The water would be placed in the strategic water reserve, which has two purposes: assisting with endangered species recovery and ensuring the state meets its obligations under water compacts. When needed, the water could be released from the reservoir to help with the fish or to meet the requirements of the 1922 Colorado River Compact.

The San Juan River is a tributary of the Colorado River and subject to the Colorado Water Compact, which requires a certain amount of water to reach Lake Powell.

The seven Colorado River basin states worked to develop drought contingency plans that were signed into law in 2019. A key component of the plan for the upper basin states, which includes New Mexico, is demand management. This involves storing water in designated reservoirs like Navajo Lake to release when needed to meet the compact requirements.

In addition, the San Juan River is home to two endangered fish species: the Colorado pikeminnow and the razorback sucker. Having additional water that can be released from Navajo Lake will help in efforts to improve habitat for those species, helping them recover and potentially be removed from the endangered species classification.

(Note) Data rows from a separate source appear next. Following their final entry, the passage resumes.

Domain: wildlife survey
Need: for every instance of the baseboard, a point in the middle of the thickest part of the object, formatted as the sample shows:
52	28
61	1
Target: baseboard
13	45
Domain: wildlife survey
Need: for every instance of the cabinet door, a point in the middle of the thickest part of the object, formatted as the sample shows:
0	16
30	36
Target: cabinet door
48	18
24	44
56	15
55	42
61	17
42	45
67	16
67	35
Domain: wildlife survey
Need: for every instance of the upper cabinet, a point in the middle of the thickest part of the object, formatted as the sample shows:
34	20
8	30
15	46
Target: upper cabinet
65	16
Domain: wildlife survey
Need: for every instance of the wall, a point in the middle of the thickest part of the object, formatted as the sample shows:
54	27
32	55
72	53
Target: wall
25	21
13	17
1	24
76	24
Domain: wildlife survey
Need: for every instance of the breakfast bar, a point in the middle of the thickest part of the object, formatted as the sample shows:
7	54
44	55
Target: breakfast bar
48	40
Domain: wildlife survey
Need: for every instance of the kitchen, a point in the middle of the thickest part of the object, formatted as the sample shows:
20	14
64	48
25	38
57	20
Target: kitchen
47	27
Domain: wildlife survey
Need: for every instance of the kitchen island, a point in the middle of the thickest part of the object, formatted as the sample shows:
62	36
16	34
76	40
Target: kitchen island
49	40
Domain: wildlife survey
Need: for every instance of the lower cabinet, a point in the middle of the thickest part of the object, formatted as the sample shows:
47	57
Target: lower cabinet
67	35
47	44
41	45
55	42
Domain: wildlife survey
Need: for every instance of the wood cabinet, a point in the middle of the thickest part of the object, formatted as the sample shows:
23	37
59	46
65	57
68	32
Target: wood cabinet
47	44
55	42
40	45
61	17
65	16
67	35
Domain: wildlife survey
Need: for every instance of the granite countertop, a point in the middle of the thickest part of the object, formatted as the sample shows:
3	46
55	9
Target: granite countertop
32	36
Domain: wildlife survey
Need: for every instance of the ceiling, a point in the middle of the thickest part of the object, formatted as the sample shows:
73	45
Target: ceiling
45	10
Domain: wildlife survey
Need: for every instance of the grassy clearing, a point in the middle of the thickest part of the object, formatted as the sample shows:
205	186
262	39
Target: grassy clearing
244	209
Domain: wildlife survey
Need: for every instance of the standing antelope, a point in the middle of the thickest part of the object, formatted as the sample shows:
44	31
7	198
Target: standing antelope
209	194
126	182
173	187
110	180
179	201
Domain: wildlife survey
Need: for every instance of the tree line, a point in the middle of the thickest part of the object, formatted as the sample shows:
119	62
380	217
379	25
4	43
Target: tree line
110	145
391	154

'Less and less water for everybody and that includes the fish'

"The reason we're looking at this now is because the Nation has some water available," said Dominque Work, an attorney for the Interstate Stream Commission. "Climate change means that there is less and less water for everybody and that includes the fish. And last but not least this is part of an effort to foster and promote and build on government to government relationships with tribal nations."

Terry Sullivan, the state director of The Nature Conservancy in New Mexico, said the organization has been working on the San Juan River for 15 years trying a variety of restoration projects to help create habitat. The fish rely on slow backwaters for reproduction.

"We've made some progress, we've learned a lot," he said. 

But while The Nature Conservancy has worked to restore habitat, it has been limited in what it can do.

"One of the things that we've realized in the process of conducting these projects is that the missing element is extra water," he said.

Sullivan said the water lease is a great step forward to achieve both compact requirements and benefits to endangered species.

The amount leased each year would depend on funding available. One of the details of the lease agreement that has not yet been determined is the price.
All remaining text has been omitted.